Short Story Recommendations – 2019.01.07

All right. It’s 2019 and the year’s first short story recommendations are long overdue.

I’m still catching on the Daily Science Fiction backlog in my inbox, which is definitely showing. But that doesn’t make today’s recommendation any less deserving.

These Fine Vistas by Sandra McDonald (DSF): The story was mostly just okay. Solid sentence level writing, decent characterization, and a mildly interesting speculative element. However, the theme, how praise and staying in your comfort zone will get you nowhere in life, struck some of my core believes, and McDonald did a fine job at showing it throughout the story. It did a little murky in the end, when she also tried to shoehorn another theme in there, but it was the kind of story that felt like it was about so much than the story without ever getting preachy.

We Apologize for the InterruptionWe Apologize for the Interruption by Emma Miller (DSF): The story opens strong with lots of action, characterization, and a bit of humor. As it goes on, it becomes clear that the sentence level writing is just on the bad side of average, and the descriptions feel a bit off-handed at times. But the basic premise of a young woman trying to fight a global tech company, the high level of tension, and the absurd comedy created by the other characters’ reactions (or rather lack thereof) more than makes up for it. What was left was a pretty funny story with a message to tell.

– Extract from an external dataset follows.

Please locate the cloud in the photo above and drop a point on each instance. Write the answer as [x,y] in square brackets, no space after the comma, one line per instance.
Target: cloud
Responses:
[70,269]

Conqueror Sickness by Jarod K Anderson (DSF): A solid, well-rounded story, it’s length considered, that had a lot of emotional impact. The basic premise of natives only pretending to be conquered by European settlers only to lead them to fight (and inevitably lose to) one of their gods, was an interesting one. But it was the amount of characterization and emotion we get from the protagonist in so few words that really took this story from more than average to great.

Collision with Car by Aaron DaMommio (DSF): DaMommio uses a well-known speculative trope, a character knowing how they will die, to it’s fullest. It isn’t new or especially ingenious, but the way he manages to turn this knowledge into a conflict for the protagonist, then make the conflict personal, and ups it to being absolutely cringe-worthy in more than basic level storytelling skills. An excellent lesson to all the other would-be authors out there in how to make a story much more interesting with just a stroke of the pen.

Something Borrowed by Paul Starkey (DSF): A very brief story, but it’s worth the read for the twist on the otherwise overused time travel trope. And because the story is so short, around 200 words, it manages to pull off what so many lesser short stories fail at, being all about the end twist.

That’s it for this week (all right weeks; I’m working as fast as I can). Hopefully, I’ll be back with more varied recommendations soon. And, as always, you’re welcome to send me recommendations of your own if you think they deserve to make the list.